Я был поражен не только количеством людей, но и длиной коридоров, высотой всевозможных общих комнат и роскошью, царившей всюду. Буквально все комнаты утопали в цветах. Публика из первого класса сидела в тени палубы в глубоких креслах и шезлонгах. Нарядная жизнь била ключом в каждом уголке, в воздухе разносился аромат духов и сигар.

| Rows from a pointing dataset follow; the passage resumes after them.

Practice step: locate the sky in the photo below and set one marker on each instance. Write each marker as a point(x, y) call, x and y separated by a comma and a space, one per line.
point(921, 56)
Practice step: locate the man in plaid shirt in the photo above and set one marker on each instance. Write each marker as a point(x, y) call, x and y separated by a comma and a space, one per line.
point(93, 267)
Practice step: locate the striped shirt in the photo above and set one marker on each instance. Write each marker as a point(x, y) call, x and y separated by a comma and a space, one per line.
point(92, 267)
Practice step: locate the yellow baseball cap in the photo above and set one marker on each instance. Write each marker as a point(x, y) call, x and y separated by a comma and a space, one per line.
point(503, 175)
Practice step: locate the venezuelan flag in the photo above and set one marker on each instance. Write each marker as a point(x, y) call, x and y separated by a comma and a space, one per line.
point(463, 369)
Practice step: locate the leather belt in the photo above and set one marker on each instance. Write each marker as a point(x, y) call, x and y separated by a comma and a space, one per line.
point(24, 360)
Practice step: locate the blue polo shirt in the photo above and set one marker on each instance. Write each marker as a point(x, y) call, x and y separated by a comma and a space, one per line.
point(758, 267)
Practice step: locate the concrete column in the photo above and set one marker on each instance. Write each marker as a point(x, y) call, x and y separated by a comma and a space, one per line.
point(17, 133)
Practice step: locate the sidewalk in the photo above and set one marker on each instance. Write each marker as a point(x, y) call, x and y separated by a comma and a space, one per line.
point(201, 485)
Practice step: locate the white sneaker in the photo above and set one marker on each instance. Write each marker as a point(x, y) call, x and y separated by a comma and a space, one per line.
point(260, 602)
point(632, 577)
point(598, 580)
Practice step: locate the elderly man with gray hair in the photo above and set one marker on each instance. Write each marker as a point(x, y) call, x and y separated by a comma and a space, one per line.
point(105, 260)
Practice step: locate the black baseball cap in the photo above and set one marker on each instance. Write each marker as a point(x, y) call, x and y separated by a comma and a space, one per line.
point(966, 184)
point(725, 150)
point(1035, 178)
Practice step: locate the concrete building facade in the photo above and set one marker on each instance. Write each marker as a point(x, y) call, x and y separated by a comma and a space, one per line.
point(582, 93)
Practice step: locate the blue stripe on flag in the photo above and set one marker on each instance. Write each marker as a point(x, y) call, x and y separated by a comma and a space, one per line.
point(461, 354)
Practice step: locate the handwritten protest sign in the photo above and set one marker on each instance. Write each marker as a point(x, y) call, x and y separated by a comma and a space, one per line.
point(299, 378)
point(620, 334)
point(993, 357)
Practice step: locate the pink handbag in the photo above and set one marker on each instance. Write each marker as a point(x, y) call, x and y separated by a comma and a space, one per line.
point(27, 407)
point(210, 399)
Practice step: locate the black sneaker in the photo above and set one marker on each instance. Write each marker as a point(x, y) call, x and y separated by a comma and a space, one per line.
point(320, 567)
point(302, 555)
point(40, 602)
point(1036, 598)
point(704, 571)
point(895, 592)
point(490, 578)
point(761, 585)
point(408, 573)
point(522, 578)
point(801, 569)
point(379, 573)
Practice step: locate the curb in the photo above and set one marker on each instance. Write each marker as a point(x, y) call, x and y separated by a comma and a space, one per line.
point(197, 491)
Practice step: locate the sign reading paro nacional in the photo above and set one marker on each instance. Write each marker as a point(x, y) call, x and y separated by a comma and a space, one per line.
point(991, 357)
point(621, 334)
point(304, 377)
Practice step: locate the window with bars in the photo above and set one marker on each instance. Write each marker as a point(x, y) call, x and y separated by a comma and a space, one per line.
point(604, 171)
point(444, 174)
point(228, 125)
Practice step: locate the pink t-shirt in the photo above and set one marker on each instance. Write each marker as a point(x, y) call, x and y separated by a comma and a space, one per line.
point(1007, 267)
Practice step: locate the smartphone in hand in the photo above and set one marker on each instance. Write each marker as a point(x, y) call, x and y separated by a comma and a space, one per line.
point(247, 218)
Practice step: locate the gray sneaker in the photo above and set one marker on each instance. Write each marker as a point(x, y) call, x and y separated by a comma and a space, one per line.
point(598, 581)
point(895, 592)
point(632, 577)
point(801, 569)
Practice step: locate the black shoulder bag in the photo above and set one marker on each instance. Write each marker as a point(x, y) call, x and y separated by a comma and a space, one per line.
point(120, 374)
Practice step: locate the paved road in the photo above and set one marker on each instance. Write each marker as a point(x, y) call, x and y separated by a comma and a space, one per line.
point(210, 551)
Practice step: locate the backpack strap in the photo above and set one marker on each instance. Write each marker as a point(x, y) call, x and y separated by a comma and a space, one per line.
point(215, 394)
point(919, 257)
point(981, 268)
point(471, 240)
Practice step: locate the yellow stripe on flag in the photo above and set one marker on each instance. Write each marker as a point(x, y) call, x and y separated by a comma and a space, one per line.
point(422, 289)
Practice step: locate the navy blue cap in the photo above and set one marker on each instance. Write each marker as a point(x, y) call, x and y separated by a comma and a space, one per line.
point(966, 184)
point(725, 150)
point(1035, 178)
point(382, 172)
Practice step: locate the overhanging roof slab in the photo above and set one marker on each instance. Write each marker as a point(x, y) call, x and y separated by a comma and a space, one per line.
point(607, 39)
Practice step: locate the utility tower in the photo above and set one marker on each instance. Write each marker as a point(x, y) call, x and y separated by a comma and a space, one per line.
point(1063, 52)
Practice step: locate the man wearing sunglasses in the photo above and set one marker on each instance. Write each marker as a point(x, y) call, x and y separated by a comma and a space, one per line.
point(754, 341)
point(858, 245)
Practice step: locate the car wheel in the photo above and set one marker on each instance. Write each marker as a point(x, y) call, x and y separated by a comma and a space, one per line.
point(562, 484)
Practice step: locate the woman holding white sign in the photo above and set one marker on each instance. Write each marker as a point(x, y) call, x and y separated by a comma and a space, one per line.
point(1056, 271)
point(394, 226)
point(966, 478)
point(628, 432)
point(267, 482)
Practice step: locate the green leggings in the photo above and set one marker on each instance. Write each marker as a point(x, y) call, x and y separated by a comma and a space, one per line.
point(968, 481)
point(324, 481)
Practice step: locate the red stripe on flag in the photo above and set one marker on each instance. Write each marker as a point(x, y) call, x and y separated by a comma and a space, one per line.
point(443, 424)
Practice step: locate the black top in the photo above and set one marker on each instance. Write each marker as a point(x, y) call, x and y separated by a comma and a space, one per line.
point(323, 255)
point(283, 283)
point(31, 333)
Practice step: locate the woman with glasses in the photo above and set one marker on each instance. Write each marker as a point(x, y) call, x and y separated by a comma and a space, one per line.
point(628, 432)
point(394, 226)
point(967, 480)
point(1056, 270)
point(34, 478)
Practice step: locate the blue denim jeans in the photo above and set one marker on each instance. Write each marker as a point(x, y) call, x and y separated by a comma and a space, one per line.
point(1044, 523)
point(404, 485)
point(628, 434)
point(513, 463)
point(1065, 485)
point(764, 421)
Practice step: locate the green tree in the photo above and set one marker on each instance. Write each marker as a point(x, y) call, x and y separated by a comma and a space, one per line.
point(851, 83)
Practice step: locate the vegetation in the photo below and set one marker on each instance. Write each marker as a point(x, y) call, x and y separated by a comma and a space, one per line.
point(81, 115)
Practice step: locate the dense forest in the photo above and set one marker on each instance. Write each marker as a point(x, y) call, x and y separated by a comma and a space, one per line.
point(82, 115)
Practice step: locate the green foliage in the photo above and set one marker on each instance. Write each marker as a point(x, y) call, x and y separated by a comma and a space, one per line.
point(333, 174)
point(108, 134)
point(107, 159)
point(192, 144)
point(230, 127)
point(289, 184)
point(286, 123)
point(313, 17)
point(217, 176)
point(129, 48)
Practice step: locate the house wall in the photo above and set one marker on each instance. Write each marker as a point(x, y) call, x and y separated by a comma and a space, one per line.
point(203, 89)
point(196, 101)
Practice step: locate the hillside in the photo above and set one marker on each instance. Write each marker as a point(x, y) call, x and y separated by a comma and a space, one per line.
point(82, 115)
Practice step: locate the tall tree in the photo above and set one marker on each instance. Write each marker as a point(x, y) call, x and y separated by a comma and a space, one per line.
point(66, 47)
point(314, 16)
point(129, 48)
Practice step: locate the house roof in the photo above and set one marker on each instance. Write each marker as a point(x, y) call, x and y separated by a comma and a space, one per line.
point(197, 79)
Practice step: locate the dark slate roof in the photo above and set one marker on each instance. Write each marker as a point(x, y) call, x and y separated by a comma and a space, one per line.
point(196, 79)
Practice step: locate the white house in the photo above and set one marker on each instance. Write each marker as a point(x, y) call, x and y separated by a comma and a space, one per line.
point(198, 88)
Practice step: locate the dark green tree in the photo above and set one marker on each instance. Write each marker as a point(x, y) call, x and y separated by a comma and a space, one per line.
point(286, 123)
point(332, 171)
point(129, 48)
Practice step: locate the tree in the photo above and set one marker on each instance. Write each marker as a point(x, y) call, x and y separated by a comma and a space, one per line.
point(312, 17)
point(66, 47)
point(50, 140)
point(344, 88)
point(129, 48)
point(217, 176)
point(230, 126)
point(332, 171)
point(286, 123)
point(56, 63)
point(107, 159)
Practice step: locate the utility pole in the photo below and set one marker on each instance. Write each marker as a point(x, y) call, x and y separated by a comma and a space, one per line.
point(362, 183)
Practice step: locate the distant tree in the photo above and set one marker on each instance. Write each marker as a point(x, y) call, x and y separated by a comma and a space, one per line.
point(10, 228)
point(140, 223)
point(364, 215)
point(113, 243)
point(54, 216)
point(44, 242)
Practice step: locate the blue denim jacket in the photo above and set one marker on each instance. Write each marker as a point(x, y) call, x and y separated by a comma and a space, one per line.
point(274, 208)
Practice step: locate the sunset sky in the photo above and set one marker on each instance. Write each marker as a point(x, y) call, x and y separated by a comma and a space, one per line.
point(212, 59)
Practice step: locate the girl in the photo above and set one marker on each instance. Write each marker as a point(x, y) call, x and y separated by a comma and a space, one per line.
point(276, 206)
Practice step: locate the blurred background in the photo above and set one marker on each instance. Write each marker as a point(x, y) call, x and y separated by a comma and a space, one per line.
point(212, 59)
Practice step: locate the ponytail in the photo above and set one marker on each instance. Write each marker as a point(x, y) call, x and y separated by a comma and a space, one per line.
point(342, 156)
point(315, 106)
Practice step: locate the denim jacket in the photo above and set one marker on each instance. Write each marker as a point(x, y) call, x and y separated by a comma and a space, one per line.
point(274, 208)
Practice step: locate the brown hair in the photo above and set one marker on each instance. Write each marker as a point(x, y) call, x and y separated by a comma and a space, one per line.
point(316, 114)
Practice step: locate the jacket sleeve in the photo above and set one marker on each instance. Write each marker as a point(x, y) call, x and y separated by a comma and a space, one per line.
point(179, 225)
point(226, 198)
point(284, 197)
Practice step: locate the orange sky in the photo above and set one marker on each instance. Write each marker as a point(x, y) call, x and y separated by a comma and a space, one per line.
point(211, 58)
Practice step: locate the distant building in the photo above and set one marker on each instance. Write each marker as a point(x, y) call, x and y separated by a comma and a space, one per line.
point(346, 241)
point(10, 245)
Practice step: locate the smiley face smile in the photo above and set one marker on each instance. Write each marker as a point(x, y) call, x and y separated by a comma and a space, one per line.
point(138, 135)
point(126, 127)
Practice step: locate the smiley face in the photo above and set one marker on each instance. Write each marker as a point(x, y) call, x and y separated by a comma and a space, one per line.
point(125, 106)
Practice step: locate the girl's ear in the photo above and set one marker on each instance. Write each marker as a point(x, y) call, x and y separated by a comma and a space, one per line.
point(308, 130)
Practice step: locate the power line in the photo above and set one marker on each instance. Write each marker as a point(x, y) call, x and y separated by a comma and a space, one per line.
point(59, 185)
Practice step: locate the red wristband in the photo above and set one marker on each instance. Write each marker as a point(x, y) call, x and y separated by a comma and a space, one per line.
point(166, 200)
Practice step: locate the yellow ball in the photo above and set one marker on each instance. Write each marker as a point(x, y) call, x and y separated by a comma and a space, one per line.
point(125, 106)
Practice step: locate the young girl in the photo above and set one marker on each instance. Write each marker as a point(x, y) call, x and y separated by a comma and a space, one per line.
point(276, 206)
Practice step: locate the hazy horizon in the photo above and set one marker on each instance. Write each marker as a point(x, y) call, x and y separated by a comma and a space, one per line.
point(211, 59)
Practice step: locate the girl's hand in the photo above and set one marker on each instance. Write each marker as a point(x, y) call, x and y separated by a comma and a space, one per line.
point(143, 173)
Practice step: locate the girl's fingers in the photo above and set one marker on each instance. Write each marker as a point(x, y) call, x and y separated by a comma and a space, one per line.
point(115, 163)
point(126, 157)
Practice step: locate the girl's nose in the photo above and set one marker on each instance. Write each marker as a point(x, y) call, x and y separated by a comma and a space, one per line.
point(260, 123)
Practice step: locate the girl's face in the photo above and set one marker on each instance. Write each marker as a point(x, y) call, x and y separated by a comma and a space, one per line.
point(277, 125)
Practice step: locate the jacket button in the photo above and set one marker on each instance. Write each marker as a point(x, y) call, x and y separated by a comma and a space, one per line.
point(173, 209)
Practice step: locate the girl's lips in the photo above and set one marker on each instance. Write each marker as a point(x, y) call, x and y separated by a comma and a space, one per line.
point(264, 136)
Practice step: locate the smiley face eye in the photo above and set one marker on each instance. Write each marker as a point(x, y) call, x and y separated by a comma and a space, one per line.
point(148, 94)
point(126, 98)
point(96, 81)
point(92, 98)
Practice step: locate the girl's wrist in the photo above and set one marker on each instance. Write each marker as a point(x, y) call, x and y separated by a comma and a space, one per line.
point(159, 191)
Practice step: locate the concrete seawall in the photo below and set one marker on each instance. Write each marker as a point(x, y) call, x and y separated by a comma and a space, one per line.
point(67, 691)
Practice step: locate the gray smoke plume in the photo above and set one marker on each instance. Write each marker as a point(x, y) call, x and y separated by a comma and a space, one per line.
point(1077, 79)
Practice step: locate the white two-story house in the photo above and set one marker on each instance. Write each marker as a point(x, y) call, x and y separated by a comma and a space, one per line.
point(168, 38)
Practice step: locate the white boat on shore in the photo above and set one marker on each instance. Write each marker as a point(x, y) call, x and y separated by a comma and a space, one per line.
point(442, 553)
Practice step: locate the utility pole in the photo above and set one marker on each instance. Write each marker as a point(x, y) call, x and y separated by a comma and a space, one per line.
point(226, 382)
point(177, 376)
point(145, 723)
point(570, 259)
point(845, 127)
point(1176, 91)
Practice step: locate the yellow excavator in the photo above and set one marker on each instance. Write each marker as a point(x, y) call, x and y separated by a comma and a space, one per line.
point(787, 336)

Мы спустились в отделение третьего класса. Я ожидал встретить ту же грязь, которую видел в вагонах этого класса в русском поезде. Но сразу понял, что ошибся. Здесь было очень чисто. Правда, ноги не тонули в коврах, но полы покрывал линолеум красивых ярких расцветок. Должно быть, билеты и здесь стоили недешево, так как бедноты совсем не было видно. Мелькали студенческие фуражки, ехали целые семьи, внешний вид которых говорил об известном достатке. Общая столовая была красива, с деревянными креслами-вертушками, залитая электрическим светом; были здесь и гостиная, и читальня, и курительная комната.

Наконец мы спустились еще ниже и очутились у самой воды. Носовая часть судна была отведена под четвертый класс; крышей служило помещение третьего класса, где каюты тянулись от носа до кормы. В четвертом классе кают не было вовсе. Пассажиры были сплошь бедняки, большей частью семьи сезонных рабочих или бродячие музыканты, жалкие балаганные фокусники и петрушки. В отдельном углу расположился целый цыганский табор. Со всех сторон слышались самые разнохарактерные наречия и возгласы. Тут были торговцы, ехавшие со своим товаром и желавшие, очевидно, быть ближе к трюму, где он находился; были и конюхи, сопровождавшие лошадей, – словом, глаза разбегались, – и я снова таращил их, позабыв обо всем на свете.

– Не отставайте от меня, – услышал я повелительный голос капитана и в ту же минуту почувствовал, что Иллофиллион взял меня под руку, шепнув, чтобы я запоминал расположение помещений на пароходе, а не увлекался картинностью этого зрелища.

Я вздохнул. Столько возможностей для наблюдений, – и надо идти мимо всего, памятуя только о буре, которая то ли будет, то ли нет; и я продолжал думать, что вряд ли она случится: солнце сияло, мы все еще шли по глади, и волну гнал только наш пароход-великан.

Внезапно мы остановились. В самом неудобном месте, в носу парохода, между бочками и ящиками, на ветру, сидела до крайности измученная молодая женщина, держа на коленях ребенка лет двух, прелестного живого мальчугана, беленького, как его мать. Рядом лежала девочка лет пяти, похоже, больная. Положив головку, мертвенно бледную, на колени матери, она, очевидно, была в забытьи.

– Почему вы выбрали такое неудобное место? – спросил капитан, обращаясь к женщине, на красивом лице которой изобразился ужас и глаза наполнились слезами.

– О, не выбрасывайте нас, – взмолилась она по-французски. Не понимая, видимо, английской речи капитана, она испугалась звука его повелительного металлического голоса и глядела теперь с мольбой. Капитан оглянулся, говоря, что его французский оставляет желать лучшего. Иллофиллион выдвинул меня вперед, я поклонился женщине и перевел ей вопрос капитана.

В ответ на это слезы градом покатились из ее глаз, и она объяснила, что это единственное место, где ее наконец перестали донимать жестокие спутники; что сердобольный матрос устроил ее с детьми здесь и пригрозил двум туркам, которые не давали ей проходу.

– Девочка не больна, мы только голодны; не выбрасывайте нас, мы едем к моему дяде в Константинополь. Мой муж умер, его задавило на стройке, и французская компания не пожелала нам ничего заплатить. Но я не могла ждать суда, мы умерли бы с голода. Пришлось все продать и кое-как добраться до Севастополя. Я отдала последние деньги за билет; не знаю, как и доедем. Но билет мой в порядке, – быстро говорила бедняжка, в полном смятении протягивая капитану билет.